A stone tablet at Barkingside Cemetery commemorates 22 employees of Howards and Sons Ltd., who died during the First World War.
Howards and Sons, established in 1898, was known as the ‘City of Chemicals’. Its 30 acre site just off Ilford Lane included workshops, warehouses, laboratories, and a huge chimney which became a local landmark.
Howards manufactured a wide range of chemicals that were vital to the war effort. The most important products they made were medicines, including ether (used as an anaesthetic), aspirin (a pain-killer) and quinine which was developed as a cure for malaria and taken by troops when serving in the Middle-East and India.
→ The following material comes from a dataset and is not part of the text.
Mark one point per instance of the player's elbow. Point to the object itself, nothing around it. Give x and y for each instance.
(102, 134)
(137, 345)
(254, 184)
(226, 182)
So important was quinine that the government requisitioned all supplies.
Howards’ Managing Director became the Chairman of the Association of Quinine Manufacturers in Allied Countries and the company entered into an agreement with the Indian government in 1918 to ensure future supplies of cinchona bark, from which quinine was made. The company finally closed in 1980 and the site redeveloped for housing.
The memorial was previously fixed to the west wall of the Ilford Cemetery Chapel in Buckingham Road but when the chapel was demolished in 2011, it was re-sited in Barkingside Cemetery.
Another stone tablet, positioned above, is dedicated to those of the company who lost their lives in the Second World War.